After taking a break, Sanders resumed her work in the manufacturing field in 2021 for Altium Packaging, a large plastic container company and supplier of packaging in West Chicago, where she works as a quality inspector.

Learning key skills

Sanders says that her experience with Manufacturing Renaissance helped prepare her for multiple positions in the field. “They made sense of it,” she says. “Basically they take you step-by-step – teaching life skills, comprehending work areas. We also went to different companies and took tours. That helped me learn about what I was getting into, and I was able to ask questions. That made it easier.”

“This is the perfect program if you want to go into manufacturing,” she says. “It’s a great program.”

When it came time to look for a position, she adds, Dee Dee Jones, Industry Coordinator at Manufacturing Renaissance, helped her put together a LinkedIn profile. “I found that there are a lot of jobs in the field,” says Sanders.

When she participated in the program, Sanders was one of two women in her cohort. “We can do this as well – or better – than the men,” she says with a laugh. Sanders has earned certifications from the National Institute of Metalworking Skills (NIMS) in measurement, materials, and safety. NIMS is a national nonprofit that helps organizations improve workforce performance by teaching them how to train and validate training with practical experiences that reflect what employees face on the job.

While Sanders participated in the Manufacturing Renaissance program that later became Manufacturing Connect, she is now a member of the Young Manufacturers Association, which serves as both a network and a program for young adults, aged 18-29, who are pursuing careers in manufacturing, are in between jobs, in training, or are interested in starting a career in manufacturing.

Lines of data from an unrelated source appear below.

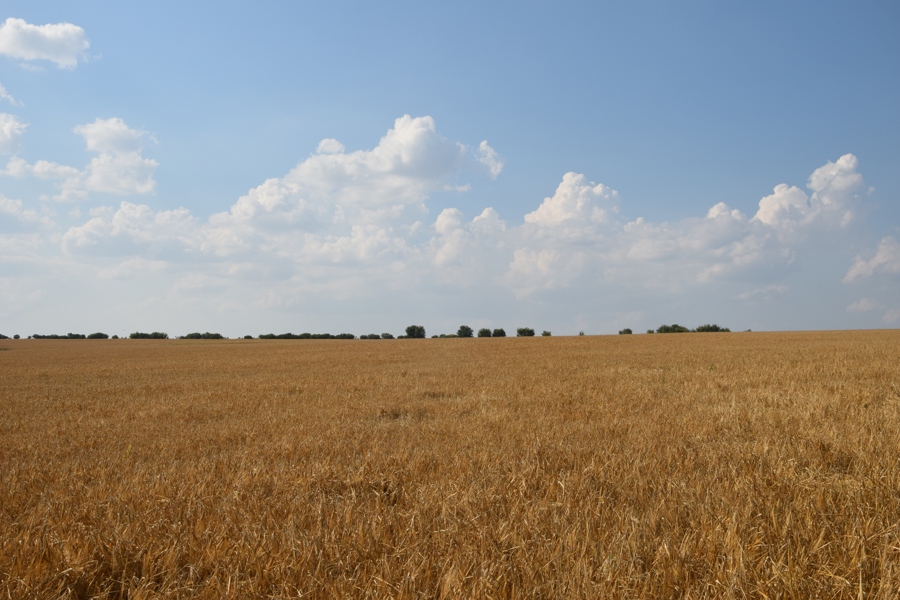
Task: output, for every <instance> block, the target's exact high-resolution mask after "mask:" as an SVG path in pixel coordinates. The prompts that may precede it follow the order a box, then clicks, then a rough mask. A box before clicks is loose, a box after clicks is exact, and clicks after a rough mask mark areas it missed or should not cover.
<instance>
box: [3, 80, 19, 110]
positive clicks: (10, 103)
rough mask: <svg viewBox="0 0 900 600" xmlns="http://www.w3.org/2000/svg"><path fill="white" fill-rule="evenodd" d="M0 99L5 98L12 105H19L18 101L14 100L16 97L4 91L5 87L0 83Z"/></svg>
mask: <svg viewBox="0 0 900 600" xmlns="http://www.w3.org/2000/svg"><path fill="white" fill-rule="evenodd" d="M0 100H6V101H7V102H9V103H10V104H12V105H13V106H21V104H20V103H19V102H16V99H15V98H13V97H12V96H11V95H10V94H9V92H7V91H6V88H5V87H3V84H0Z"/></svg>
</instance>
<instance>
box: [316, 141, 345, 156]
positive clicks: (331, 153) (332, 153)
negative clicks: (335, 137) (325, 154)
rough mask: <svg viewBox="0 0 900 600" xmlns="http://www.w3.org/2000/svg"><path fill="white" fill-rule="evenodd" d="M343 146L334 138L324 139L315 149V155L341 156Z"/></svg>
mask: <svg viewBox="0 0 900 600" xmlns="http://www.w3.org/2000/svg"><path fill="white" fill-rule="evenodd" d="M343 152H344V145H343V144H342V143H340V142H339V141H337V140H336V139H334V138H325V139H324V140H322V141H321V142H319V146H318V147H317V148H316V154H342V153H343Z"/></svg>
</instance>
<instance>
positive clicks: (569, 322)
mask: <svg viewBox="0 0 900 600" xmlns="http://www.w3.org/2000/svg"><path fill="white" fill-rule="evenodd" d="M5 7H6V14H5V15H0V20H5V22H4V23H2V27H0V85H2V86H3V87H2V91H0V115H2V116H0V152H2V154H0V332H2V333H5V334H7V335H11V334H12V333H19V334H22V335H28V334H31V333H53V332H56V333H60V332H68V331H79V332H89V331H96V330H99V331H106V332H108V333H119V334H122V333H127V332H129V331H134V330H151V329H155V330H164V331H167V332H169V333H170V334H183V333H186V332H188V331H195V330H201V331H205V330H209V331H220V332H222V333H224V334H226V335H232V336H236V335H243V334H246V333H249V334H253V335H256V334H258V333H264V332H269V331H274V332H284V331H293V332H300V331H331V332H338V331H350V332H353V333H356V334H360V333H367V332H379V333H380V332H382V331H390V332H394V333H399V332H401V331H402V329H403V328H404V327H405V326H406V325H408V324H410V323H421V324H423V325H425V326H426V329H427V330H428V332H429V334H431V333H441V332H452V331H455V330H456V328H457V327H458V326H459V325H460V324H462V323H468V324H470V325H472V326H473V327H479V326H488V327H505V328H506V329H507V330H510V329H515V328H516V327H519V326H531V327H534V328H537V329H550V330H552V331H553V332H554V333H555V334H574V333H577V332H578V331H581V330H583V331H586V332H587V333H614V332H615V331H617V330H618V329H620V328H622V327H631V328H633V329H635V330H637V331H643V330H644V329H647V328H650V327H656V326H658V325H660V324H662V323H671V322H679V323H682V324H686V325H691V326H696V325H699V324H701V323H704V322H717V323H720V324H723V325H728V326H730V327H732V328H733V329H746V328H753V329H755V330H756V329H759V330H766V329H841V328H874V327H896V326H897V325H898V323H900V241H898V240H900V203H898V198H900V175H898V174H900V111H898V109H897V107H898V106H900V77H898V73H900V41H898V39H897V38H898V36H897V35H896V31H897V29H898V26H900V8H898V7H897V5H896V4H895V3H889V2H880V3H874V2H873V3H854V4H851V3H846V2H796V3H789V4H787V3H779V2H757V3H746V5H739V4H738V3H720V2H632V3H602V2H591V3H580V2H568V3H565V2H562V3H560V2H557V3H553V4H550V3H535V2H525V3H516V4H515V5H511V4H508V3H507V4H505V5H504V4H501V3H469V2H457V3H454V4H453V5H448V6H444V7H428V6H421V5H420V3H411V2H410V3H404V2H391V3H379V4H373V3H361V2H331V3H322V4H320V3H308V2H293V3H281V2H279V3H275V2H260V3H255V4H253V5H242V6H238V5H234V4H229V3H210V2H190V3H174V2H157V3H153V4H150V5H131V4H130V3H125V4H123V3H113V2H91V3H72V2H41V3H34V2H17V1H13V2H7V3H5ZM323 140H325V141H324V142H323Z"/></svg>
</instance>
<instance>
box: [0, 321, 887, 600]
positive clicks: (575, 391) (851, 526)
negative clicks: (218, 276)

“Marla is a hardworking person,” says Torres Hughes, program coordinator for the Young Manufacturers Association. “She walks the walk, and has really done great work.” Hughes and Sanders went to high school together in Austin.

Speaking out

Sanders has also engaged with leading elected officials and government officials on manufacturing issues. On November 3, Sanders shared a question about the importance of educating young people about and providing training opportunities in the manufacturing field at a meeting of the Chicago Manufacturing Renaissance Council. The meeting featured a presentation by Don Graves, Deputy Secretary of the U.S. Department of Commerce.

“People in my age group don’t know much about manufacturing as a good career option.. How can we  work with elected officials to spread the word about opportunities for training and careers in manufacturing?,” she asked.

Cook County President Toni Preckwinkle responded by sharing information about current programs and confirmed that “there’s a lot of outreach we have to do to persuade young people, to inform young people about opportunities in manufacturing. Graves added that people have to “have to have the opportunity to learn more about the manufacturing sector.”

Sanders lives in Mount Prospect with her two boys, who are nine and five years old. When she looks at the future, she says she keeps in mind that “you can move ahead in companies in the manufacturing field more than in many other fields.” Down the road, she adds, she wants to get a degree in electrical engineering and go into management.

“In manufacturing,” she says, “you can learn stuff every day. You just have to ask questions.”